Some proponents of the new restrictions on transgender people say the bills are a reaction to legislation and legal decisions that are changing societal views of gender and gender identity.
"The more you see transgender ideology or gender ideology advanced in law, the more you're going to see conflicts," Kao said.
Others say they see the opening salvos of a new culture war.
"We have a narrative that's developed on the progressive side that there's gender and they don't mean anything, that you can be whatever you want to be today," Perry said, adding that his constituents "don't understand why a boy would want to play in a girl's sport."
LGBT rights advocates say legal challenges are inevitable if any of the state bills become law.
"If you don't have a problem you're solving and the bill that you're trying to pass would hurt a very select group of people, that's an equal protection violation," Oakley said. "You have no legitimate government purpose.
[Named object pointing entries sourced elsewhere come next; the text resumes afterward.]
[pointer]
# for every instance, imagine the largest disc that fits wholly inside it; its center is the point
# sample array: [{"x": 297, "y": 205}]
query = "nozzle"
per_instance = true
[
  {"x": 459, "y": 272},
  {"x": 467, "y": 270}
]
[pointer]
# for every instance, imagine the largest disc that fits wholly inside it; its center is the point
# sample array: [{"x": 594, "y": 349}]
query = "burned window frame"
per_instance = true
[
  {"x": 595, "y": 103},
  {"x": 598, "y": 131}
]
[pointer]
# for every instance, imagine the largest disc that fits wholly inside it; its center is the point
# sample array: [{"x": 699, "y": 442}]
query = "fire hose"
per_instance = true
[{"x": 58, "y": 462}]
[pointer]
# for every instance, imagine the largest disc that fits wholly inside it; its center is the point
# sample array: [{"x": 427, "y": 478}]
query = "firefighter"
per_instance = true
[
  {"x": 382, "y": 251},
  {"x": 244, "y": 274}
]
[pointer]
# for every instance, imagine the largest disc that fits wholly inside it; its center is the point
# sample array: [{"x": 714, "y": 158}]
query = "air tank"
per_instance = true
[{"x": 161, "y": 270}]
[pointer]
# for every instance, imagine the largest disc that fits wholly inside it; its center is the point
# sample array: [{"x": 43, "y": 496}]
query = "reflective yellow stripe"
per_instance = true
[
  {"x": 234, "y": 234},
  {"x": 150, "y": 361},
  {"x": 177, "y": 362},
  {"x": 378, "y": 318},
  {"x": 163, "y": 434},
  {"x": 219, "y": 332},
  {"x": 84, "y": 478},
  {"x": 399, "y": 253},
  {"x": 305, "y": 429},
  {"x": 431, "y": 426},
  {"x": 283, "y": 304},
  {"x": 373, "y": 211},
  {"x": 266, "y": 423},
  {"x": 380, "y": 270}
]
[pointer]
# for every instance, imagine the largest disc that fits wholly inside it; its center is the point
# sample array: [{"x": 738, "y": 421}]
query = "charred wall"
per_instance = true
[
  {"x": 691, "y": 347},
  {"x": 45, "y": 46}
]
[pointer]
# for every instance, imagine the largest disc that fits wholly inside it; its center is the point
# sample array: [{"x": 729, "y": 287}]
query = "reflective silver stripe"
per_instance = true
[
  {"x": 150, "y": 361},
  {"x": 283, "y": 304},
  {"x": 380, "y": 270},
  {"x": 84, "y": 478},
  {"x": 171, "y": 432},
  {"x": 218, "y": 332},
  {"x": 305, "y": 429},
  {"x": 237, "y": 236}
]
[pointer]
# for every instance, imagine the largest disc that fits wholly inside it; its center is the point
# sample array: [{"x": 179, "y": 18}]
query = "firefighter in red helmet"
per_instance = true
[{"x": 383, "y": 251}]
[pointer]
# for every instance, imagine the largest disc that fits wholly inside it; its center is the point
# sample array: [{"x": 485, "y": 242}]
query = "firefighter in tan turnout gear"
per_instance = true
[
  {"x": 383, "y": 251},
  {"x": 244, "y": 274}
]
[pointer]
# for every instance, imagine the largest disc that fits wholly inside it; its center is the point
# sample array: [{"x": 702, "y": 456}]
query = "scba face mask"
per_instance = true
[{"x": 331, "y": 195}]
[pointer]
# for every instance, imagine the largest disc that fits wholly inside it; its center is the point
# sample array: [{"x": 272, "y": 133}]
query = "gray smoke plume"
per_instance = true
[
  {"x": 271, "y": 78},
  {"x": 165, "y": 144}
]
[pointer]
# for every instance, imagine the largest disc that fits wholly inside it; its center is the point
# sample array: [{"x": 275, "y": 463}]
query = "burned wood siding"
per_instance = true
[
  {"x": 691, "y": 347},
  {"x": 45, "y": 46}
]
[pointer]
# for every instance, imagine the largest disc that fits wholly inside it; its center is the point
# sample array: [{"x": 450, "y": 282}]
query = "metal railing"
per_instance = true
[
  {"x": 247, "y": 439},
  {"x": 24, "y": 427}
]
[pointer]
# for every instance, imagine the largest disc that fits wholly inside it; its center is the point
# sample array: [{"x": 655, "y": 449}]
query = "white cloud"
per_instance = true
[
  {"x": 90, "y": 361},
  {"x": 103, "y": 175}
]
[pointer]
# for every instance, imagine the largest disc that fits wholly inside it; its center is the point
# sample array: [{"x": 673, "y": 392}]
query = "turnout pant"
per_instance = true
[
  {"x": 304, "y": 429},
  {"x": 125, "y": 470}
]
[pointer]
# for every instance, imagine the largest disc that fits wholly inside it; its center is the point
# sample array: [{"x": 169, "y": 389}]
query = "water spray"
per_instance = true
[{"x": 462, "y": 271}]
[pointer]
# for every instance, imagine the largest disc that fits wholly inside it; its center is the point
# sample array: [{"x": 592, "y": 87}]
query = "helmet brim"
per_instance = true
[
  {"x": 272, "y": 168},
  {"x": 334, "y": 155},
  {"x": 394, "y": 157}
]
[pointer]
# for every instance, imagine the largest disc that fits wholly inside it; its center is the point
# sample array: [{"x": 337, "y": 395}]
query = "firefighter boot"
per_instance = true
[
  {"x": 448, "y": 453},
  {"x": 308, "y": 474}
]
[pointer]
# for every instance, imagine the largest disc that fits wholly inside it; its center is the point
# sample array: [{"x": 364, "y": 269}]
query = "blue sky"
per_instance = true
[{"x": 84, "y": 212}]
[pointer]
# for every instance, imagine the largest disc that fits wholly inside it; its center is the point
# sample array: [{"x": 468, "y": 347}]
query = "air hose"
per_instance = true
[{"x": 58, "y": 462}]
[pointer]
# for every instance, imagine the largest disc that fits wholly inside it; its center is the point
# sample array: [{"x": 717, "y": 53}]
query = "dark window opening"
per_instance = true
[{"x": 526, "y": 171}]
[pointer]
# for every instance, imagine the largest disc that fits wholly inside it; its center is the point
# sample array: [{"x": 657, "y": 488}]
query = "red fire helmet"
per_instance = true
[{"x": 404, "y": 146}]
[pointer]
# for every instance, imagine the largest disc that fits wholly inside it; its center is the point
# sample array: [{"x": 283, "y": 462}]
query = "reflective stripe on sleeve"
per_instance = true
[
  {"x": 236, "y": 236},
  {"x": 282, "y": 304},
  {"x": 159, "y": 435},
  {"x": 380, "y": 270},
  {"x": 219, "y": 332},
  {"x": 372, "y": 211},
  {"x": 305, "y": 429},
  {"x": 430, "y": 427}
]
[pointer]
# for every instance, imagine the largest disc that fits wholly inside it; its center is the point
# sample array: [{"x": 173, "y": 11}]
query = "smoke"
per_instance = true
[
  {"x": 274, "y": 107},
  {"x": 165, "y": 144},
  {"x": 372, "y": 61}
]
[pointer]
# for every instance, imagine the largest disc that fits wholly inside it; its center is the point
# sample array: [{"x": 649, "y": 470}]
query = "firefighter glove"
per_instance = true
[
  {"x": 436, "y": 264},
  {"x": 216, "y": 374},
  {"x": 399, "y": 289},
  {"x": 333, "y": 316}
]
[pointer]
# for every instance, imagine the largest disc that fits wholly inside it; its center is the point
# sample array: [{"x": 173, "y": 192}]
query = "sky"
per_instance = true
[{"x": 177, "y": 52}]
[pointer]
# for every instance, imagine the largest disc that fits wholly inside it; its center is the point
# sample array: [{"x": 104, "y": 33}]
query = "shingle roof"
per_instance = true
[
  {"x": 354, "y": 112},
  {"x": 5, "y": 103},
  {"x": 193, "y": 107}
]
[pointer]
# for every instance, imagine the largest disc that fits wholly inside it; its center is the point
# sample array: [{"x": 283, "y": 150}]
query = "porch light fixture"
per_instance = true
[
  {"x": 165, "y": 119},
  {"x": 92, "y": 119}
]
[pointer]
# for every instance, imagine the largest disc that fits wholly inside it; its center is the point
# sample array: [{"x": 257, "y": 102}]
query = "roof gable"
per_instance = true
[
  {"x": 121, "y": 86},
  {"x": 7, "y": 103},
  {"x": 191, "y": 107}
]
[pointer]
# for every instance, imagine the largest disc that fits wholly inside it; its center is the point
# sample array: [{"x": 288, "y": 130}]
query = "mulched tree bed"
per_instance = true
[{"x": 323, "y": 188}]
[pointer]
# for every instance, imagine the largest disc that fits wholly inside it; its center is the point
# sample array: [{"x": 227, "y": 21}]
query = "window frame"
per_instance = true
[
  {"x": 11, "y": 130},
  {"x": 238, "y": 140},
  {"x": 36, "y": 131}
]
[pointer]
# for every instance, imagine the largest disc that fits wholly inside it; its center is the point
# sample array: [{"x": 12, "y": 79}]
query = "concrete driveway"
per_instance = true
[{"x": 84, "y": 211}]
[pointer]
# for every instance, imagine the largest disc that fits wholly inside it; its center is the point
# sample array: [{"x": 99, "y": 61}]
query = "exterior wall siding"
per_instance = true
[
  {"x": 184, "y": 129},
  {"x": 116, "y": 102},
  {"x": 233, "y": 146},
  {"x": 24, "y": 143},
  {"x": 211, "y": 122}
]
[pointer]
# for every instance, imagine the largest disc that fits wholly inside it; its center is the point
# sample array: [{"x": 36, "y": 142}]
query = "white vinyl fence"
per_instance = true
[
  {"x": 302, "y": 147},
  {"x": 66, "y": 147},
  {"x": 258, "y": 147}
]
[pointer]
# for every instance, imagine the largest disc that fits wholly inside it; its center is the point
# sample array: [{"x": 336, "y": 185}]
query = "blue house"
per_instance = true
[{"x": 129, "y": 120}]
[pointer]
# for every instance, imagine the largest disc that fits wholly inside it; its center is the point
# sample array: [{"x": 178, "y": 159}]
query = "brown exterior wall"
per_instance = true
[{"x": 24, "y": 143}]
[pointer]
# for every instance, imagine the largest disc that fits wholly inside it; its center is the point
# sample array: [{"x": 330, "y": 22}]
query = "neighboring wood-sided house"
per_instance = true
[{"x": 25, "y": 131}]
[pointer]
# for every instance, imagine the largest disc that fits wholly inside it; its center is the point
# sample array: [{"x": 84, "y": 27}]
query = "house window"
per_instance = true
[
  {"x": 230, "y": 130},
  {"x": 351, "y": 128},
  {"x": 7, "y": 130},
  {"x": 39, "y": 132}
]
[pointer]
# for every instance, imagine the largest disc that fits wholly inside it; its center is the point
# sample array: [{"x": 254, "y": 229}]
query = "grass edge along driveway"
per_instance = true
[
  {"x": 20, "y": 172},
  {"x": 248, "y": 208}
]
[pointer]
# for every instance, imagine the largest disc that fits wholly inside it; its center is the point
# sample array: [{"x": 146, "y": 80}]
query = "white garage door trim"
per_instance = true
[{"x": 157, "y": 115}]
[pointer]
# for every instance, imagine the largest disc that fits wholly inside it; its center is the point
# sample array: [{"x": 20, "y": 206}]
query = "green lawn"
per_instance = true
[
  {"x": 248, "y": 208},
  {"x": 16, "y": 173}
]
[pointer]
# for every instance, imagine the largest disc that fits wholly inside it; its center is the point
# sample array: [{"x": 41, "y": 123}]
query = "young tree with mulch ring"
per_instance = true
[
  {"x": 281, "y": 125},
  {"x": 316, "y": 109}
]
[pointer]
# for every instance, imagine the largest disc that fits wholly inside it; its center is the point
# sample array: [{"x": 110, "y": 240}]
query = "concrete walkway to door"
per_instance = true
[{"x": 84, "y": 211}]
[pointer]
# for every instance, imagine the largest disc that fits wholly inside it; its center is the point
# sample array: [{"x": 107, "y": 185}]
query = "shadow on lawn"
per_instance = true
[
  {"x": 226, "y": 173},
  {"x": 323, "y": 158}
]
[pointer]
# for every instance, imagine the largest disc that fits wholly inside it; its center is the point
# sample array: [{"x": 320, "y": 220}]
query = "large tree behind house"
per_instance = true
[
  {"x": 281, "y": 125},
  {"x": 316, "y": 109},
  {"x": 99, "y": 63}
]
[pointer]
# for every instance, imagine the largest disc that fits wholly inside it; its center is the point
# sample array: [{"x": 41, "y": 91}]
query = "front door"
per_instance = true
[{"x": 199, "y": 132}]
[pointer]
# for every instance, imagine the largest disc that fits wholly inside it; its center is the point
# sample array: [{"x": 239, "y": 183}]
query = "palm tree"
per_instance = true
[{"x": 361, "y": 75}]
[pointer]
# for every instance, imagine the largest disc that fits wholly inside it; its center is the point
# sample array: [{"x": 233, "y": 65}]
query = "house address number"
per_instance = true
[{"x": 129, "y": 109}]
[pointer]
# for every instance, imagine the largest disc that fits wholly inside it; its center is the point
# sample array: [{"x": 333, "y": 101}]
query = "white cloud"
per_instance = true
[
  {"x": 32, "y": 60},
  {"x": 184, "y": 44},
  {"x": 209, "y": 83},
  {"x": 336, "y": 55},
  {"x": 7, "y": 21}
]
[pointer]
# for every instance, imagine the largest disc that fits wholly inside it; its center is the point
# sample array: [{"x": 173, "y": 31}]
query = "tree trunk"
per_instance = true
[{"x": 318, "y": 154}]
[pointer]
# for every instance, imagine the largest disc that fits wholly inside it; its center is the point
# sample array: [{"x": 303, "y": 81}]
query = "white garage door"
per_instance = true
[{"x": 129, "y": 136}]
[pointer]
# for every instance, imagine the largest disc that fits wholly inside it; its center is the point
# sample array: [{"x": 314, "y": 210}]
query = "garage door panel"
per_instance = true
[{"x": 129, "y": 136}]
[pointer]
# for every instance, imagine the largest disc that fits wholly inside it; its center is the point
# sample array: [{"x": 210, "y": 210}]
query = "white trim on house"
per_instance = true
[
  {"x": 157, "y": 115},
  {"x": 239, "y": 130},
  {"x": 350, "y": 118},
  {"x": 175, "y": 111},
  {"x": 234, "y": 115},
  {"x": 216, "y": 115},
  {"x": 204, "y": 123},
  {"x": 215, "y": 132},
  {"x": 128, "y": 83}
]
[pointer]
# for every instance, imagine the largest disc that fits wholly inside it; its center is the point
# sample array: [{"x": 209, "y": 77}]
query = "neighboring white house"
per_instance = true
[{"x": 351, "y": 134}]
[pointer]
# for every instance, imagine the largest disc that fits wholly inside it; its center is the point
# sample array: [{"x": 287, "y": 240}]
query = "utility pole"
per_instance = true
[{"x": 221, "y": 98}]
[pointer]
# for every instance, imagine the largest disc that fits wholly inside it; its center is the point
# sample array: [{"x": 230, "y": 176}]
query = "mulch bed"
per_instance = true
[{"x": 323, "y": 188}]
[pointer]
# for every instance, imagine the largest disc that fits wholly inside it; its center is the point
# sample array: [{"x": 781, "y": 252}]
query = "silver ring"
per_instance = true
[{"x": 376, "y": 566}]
You have no government purpose at all."
American attitudes toward transgender people have evolved substantially in recent years as they become more prominent in culture. About two-thirds of Americans support laws banning discrimination against transgender people, according to a June survey conducted by the Kaiser Family Foundation. About half say society has not gone far enough in accepting people who are transgender, up 10 percentage points from a Pew Research poll conducted in 2017.
Greater awareness of transgender people is likely to lead to greater acceptance, LGBT advocates say. In turn, changing attitudes are likely to complicate the politics of legislation impacting transgender rights.
"The increased cultural awareness around transgender people and who they are and what they're about has meant that it's harder for our opposition to drum up that same amount of disdain they thought they were going to have," Oakley said.